3. Kelsey @somuchlifeblog
Kelsey Kennedy started her So Much Life blog in 2016 as a helpful guide to the best restaurants and fun things to do in Austin. While still featuring the same kind of content on her Instagram, it has gained over 27,000 followers.
4. Camille Styles @camillestyles
Popular Austin influencer Camille Styles has racked up 165,000 Instagram followers over the years. She is the editor-in-chief of CamilleStyles.com. Her Instagram page features lifestyle content, including home design and her everyday life.
5. Ava @ava.gg
Video game and lifestyle influencer Amanda Myddleton, known as Ava, is a popular Twitch streamer with a YouTube channel. Her Instagram page has over 81,000 followers, featuring her travels and video games.
6. Rachel @rachelprochnow
Lifestyle blogger Rachel Prochnow spreads positivity in her Instagram captions. Her pastel-colored themed Instagram page has almost 40,000 followers.

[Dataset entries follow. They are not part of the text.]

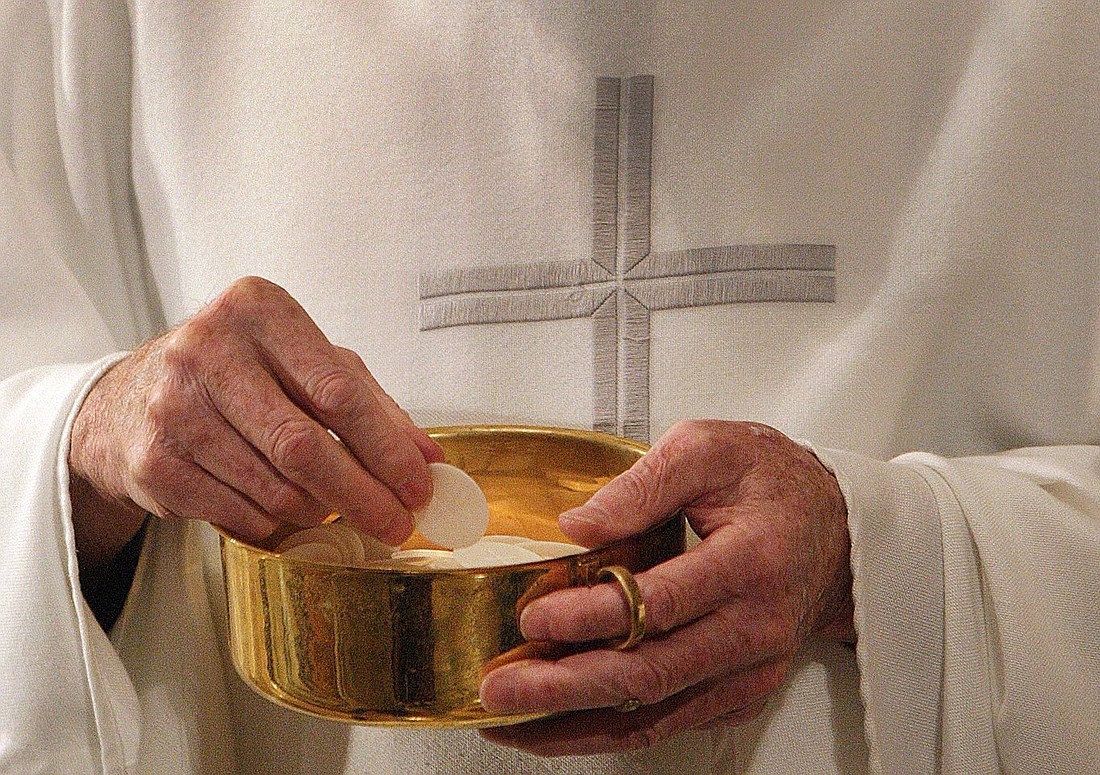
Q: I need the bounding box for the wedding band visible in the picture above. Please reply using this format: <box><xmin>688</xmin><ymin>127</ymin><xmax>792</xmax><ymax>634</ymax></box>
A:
<box><xmin>615</xmin><ymin>697</ymin><xmax>641</xmax><ymax>713</ymax></box>
<box><xmin>596</xmin><ymin>565</ymin><xmax>646</xmax><ymax>650</ymax></box>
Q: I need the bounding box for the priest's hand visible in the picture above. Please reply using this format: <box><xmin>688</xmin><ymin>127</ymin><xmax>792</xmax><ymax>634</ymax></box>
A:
<box><xmin>69</xmin><ymin>277</ymin><xmax>442</xmax><ymax>568</ymax></box>
<box><xmin>481</xmin><ymin>421</ymin><xmax>855</xmax><ymax>755</ymax></box>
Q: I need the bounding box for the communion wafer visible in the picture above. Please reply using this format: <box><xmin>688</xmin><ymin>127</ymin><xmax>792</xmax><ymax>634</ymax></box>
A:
<box><xmin>275</xmin><ymin>520</ymin><xmax>394</xmax><ymax>567</ymax></box>
<box><xmin>516</xmin><ymin>540</ymin><xmax>584</xmax><ymax>560</ymax></box>
<box><xmin>454</xmin><ymin>541</ymin><xmax>545</xmax><ymax>568</ymax></box>
<box><xmin>413</xmin><ymin>463</ymin><xmax>488</xmax><ymax>549</ymax></box>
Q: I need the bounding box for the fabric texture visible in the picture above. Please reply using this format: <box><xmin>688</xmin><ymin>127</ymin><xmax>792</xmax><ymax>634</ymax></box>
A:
<box><xmin>0</xmin><ymin>0</ymin><xmax>1100</xmax><ymax>775</ymax></box>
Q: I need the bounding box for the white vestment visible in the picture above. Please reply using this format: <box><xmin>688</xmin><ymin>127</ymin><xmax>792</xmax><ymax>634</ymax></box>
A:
<box><xmin>0</xmin><ymin>0</ymin><xmax>1100</xmax><ymax>774</ymax></box>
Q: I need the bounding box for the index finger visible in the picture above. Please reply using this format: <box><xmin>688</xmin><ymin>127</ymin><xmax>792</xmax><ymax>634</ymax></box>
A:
<box><xmin>245</xmin><ymin>296</ymin><xmax>432</xmax><ymax>510</ymax></box>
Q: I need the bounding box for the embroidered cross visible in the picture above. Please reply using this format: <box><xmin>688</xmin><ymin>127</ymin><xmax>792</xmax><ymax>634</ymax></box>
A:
<box><xmin>420</xmin><ymin>76</ymin><xmax>836</xmax><ymax>440</ymax></box>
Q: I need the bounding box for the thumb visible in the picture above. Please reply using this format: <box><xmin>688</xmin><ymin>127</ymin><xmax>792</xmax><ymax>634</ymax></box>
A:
<box><xmin>559</xmin><ymin>429</ymin><xmax>706</xmax><ymax>546</ymax></box>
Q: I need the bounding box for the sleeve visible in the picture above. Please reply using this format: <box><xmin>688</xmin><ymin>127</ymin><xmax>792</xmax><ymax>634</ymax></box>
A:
<box><xmin>821</xmin><ymin>446</ymin><xmax>1100</xmax><ymax>774</ymax></box>
<box><xmin>0</xmin><ymin>2</ymin><xmax>155</xmax><ymax>773</ymax></box>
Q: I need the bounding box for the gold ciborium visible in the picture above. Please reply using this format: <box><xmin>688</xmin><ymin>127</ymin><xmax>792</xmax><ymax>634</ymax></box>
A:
<box><xmin>221</xmin><ymin>425</ymin><xmax>685</xmax><ymax>727</ymax></box>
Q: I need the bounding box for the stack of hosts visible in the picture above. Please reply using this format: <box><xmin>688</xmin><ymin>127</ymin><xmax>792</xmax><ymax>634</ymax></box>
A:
<box><xmin>0</xmin><ymin>0</ymin><xmax>1100</xmax><ymax>774</ymax></box>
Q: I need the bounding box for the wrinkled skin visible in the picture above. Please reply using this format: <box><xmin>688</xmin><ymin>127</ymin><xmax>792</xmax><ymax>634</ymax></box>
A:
<box><xmin>69</xmin><ymin>277</ymin><xmax>442</xmax><ymax>571</ymax></box>
<box><xmin>481</xmin><ymin>421</ymin><xmax>855</xmax><ymax>755</ymax></box>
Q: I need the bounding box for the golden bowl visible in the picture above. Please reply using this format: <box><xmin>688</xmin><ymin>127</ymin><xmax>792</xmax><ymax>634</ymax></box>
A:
<box><xmin>221</xmin><ymin>425</ymin><xmax>685</xmax><ymax>727</ymax></box>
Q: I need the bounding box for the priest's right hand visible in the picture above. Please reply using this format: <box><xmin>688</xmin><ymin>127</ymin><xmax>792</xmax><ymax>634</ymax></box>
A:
<box><xmin>69</xmin><ymin>277</ymin><xmax>442</xmax><ymax>568</ymax></box>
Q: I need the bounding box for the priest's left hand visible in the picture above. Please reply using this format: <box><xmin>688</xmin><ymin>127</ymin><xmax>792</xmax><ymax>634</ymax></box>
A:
<box><xmin>481</xmin><ymin>421</ymin><xmax>855</xmax><ymax>755</ymax></box>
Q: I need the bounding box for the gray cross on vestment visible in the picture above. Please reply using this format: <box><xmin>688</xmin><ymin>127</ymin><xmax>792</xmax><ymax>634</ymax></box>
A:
<box><xmin>420</xmin><ymin>76</ymin><xmax>836</xmax><ymax>441</ymax></box>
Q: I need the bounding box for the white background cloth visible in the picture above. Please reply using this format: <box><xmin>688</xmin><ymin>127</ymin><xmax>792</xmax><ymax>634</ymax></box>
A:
<box><xmin>0</xmin><ymin>0</ymin><xmax>1100</xmax><ymax>773</ymax></box>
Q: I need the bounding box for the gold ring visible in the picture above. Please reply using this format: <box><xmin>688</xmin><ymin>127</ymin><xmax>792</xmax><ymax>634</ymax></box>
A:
<box><xmin>596</xmin><ymin>565</ymin><xmax>646</xmax><ymax>650</ymax></box>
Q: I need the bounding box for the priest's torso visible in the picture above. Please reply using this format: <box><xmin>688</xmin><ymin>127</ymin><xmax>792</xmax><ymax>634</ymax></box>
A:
<box><xmin>113</xmin><ymin>2</ymin><xmax>1100</xmax><ymax>772</ymax></box>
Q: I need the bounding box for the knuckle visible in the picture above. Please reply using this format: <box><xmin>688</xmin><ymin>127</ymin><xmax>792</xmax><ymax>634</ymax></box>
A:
<box><xmin>130</xmin><ymin>439</ymin><xmax>182</xmax><ymax>491</ymax></box>
<box><xmin>620</xmin><ymin>657</ymin><xmax>672</xmax><ymax>705</ymax></box>
<box><xmin>205</xmin><ymin>276</ymin><xmax>287</xmax><ymax>322</ymax></box>
<box><xmin>305</xmin><ymin>367</ymin><xmax>363</xmax><ymax>417</ymax></box>
<box><xmin>642</xmin><ymin>568</ymin><xmax>692</xmax><ymax>632</ymax></box>
<box><xmin>267</xmin><ymin>418</ymin><xmax>320</xmax><ymax>470</ymax></box>
<box><xmin>264</xmin><ymin>483</ymin><xmax>321</xmax><ymax>523</ymax></box>
<box><xmin>161</xmin><ymin>320</ymin><xmax>212</xmax><ymax>374</ymax></box>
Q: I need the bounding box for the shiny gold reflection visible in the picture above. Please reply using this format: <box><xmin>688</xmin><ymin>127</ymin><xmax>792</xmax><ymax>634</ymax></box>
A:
<box><xmin>222</xmin><ymin>427</ymin><xmax>684</xmax><ymax>727</ymax></box>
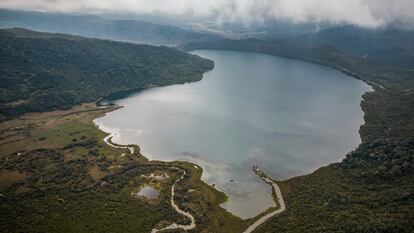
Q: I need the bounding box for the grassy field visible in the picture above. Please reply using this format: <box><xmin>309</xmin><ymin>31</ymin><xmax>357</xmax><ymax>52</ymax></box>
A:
<box><xmin>0</xmin><ymin>104</ymin><xmax>246</xmax><ymax>232</ymax></box>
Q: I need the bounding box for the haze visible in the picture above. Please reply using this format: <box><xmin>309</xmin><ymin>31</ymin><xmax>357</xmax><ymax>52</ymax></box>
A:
<box><xmin>0</xmin><ymin>0</ymin><xmax>414</xmax><ymax>27</ymax></box>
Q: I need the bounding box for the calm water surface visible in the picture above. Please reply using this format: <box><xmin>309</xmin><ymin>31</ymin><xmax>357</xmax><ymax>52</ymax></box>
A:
<box><xmin>95</xmin><ymin>50</ymin><xmax>371</xmax><ymax>218</ymax></box>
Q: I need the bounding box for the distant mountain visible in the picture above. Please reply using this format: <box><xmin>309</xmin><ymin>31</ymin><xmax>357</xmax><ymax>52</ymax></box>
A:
<box><xmin>0</xmin><ymin>9</ymin><xmax>218</xmax><ymax>45</ymax></box>
<box><xmin>0</xmin><ymin>28</ymin><xmax>214</xmax><ymax>121</ymax></box>
<box><xmin>295</xmin><ymin>26</ymin><xmax>414</xmax><ymax>69</ymax></box>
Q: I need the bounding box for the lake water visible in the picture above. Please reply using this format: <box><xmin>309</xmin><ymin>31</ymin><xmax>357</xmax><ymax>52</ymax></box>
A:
<box><xmin>95</xmin><ymin>50</ymin><xmax>371</xmax><ymax>218</ymax></box>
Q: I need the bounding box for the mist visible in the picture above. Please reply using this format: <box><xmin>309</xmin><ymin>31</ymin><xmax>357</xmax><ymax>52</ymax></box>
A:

7. Emily Herren @champagneandchanel
With a whopping 1 million followers, Emily Herren, showcases herself in effortless outfits available for purchase.
8. Ashley @dtkaustin
Stylist and Dressed to Kill owner Ashley Hargrove has grown an Instagram following of 155,000 followers. Her page follows a strict black and white atheistic of outfits and accessories.
9. Larissa Kate @larissalampiteli
Designer Larissa Kate launched her brand Larissa Kate Lingerie in 2016. Her Instagram showcases her style and designs she creates. She has gained over 18,000 followers.
Health and Wellness
10. Jo @joplacencio
Co-founder of women empowerment group Glam Soriee, Jo Placencio has a pink aesthetic on her Instagram feed with health and wellness products, as well as fashion. Her page has 141,000 followers.
11. Natalie Paramore @natalieparamore
Natalie Paramore found her passion for writing and taking photos in 2011 when she started her blog. Her Instagram, filled with healthy eating, her baby and fitness, has almost 25,000 followers.
12. Olivia @livvylandblog
Olivia Watson, lifestyle blogger of Livvy Land, often used to post about style but since having her child, her Instagram and blog contain a lot more mommy and family content. She has 311,000 followers.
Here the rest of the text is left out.